Tal como frisou, a inobservância das regras de trânsito, o excesso de velocidade e as péssimas condições de alguns troços (que apresentam falta de iluminação e precariedade do tapete asfáltico) estiveram na base destes acidentes que registaram um ligeiro aumento em comparação com o mesmo período do ano passado.

O Porta-voz da BET fez saber que, apesar das várias campanhas de sensibilização e das operações policiais em curso nos mais diversos troços que ligam o interior do país, muitos automobilistas insistem em desrespeitar as regras básicas de boa convivência no trânsito, acabando assim por colocar em risco as suas próprias vidas e de outros utentes da via. Segundo o oficial, a condução sob efeito de álcool, o excesso de velocidade (em vias com deformações) continuam a ser das principais práticas que têm resultado na morte e no ferimento de dezenas de cidadãos.

“É sempre triste ter que dar notícias de mortes no país. Gostaríamos de poder chegar ao final de cada período sem registo de vítimas mortais. E isso só será possível quando os próprios utentes da via começarem a tomar consciência dos seus actos, pautando-se por uma condução defensiva e responsável”, defendeu.

87 Atropelamentos

Por outro lado, João pereira deu a conhecer que, de Janeiro a Junho
deste ano, a sua instituição registou ainda o atropelamento de 87 pessoas quando tentavam fazer a travessia de um lado para o outro nas Estradadas Nacionais.

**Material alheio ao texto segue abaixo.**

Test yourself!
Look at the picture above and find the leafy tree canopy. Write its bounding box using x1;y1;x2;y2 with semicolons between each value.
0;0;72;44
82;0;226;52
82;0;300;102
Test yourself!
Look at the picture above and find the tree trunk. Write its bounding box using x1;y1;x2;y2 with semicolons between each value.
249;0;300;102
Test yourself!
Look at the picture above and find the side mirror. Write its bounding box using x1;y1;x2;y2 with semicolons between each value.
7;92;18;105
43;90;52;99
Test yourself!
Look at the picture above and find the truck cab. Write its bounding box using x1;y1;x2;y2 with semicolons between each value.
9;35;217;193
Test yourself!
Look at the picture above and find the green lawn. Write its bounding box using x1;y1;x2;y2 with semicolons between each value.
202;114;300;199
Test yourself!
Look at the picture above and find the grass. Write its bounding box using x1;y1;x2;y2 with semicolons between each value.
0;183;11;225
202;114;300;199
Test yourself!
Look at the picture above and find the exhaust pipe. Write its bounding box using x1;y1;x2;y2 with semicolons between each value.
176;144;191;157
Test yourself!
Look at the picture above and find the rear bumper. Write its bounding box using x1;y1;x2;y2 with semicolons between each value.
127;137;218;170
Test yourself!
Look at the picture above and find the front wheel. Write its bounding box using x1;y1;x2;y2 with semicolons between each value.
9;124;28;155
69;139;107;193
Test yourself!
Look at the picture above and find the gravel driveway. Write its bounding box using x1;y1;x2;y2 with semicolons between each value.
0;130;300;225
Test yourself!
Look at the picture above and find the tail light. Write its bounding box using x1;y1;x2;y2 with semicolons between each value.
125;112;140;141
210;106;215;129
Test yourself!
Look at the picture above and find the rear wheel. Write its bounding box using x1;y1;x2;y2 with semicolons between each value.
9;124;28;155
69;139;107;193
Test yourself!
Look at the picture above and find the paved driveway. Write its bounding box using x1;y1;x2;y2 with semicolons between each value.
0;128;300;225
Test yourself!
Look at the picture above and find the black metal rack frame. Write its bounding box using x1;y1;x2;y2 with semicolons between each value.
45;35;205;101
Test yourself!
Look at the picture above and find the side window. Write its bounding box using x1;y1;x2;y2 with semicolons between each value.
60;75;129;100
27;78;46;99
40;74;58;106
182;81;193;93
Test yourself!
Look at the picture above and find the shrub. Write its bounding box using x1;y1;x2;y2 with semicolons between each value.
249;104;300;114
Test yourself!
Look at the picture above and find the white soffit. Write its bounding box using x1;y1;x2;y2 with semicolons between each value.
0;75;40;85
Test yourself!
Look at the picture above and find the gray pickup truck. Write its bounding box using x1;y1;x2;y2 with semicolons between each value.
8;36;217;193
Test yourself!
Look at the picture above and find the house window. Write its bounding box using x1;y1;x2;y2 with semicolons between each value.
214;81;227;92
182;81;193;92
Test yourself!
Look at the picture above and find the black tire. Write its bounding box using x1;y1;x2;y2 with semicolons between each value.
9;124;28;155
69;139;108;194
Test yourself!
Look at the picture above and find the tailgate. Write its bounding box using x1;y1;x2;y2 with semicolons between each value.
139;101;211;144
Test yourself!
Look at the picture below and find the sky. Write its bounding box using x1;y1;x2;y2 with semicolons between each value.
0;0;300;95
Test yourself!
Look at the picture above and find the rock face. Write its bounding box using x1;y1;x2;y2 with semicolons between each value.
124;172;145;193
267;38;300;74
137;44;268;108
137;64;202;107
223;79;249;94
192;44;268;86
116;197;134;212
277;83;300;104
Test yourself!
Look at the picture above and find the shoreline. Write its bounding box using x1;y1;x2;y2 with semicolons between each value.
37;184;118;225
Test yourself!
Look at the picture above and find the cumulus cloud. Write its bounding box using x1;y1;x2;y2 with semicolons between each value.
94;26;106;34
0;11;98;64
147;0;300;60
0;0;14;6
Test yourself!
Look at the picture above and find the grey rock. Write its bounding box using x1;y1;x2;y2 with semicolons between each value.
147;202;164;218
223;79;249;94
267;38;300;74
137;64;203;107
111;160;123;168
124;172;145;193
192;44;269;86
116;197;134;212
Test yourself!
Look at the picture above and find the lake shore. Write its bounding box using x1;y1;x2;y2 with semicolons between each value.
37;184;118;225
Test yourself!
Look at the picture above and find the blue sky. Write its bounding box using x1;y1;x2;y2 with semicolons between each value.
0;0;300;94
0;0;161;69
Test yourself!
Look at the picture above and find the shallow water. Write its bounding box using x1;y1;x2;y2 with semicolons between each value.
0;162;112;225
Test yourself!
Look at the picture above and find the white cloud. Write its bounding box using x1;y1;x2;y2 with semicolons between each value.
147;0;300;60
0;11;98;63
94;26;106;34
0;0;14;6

Deste total, crianças, idosos e mulheres representam as principais vítimas. Para o responsável, muitas destas ocorrências só se efectivaram devido à inobservância dos cuidados de segurança por parte de muitos peões que preferem abdicar das pedonais para fazer a travessia em pontos irregulares e considerados como críticos.

“A situação dos peões é outro problema que continuamos a enfrentar. Ainda há o péssimo hábito de as pessoas em fazerem a travessia na faixa de rodagem, mesmo com a construção de várias pedonais. É preciso muita sensibilização neste sentido, para evitarmos o registo de atropelamentos que têm sido muito frequentes, sobretudo na Avenida Fidel de Castro”, frisou.

Mais de duas mil multas

João Pereira fez saber ainda que, no mesmo período, foram aplicadas um total de 2 mil e seiscentos e cincos multas por diversas infracções ao Código da Estrada, a apreensão de mil e onze cartas de condução, mil e 594 livretes, a apreensão de 191 viaturas e a detenção de 50 indivíduos por condução sob efeito de álcool.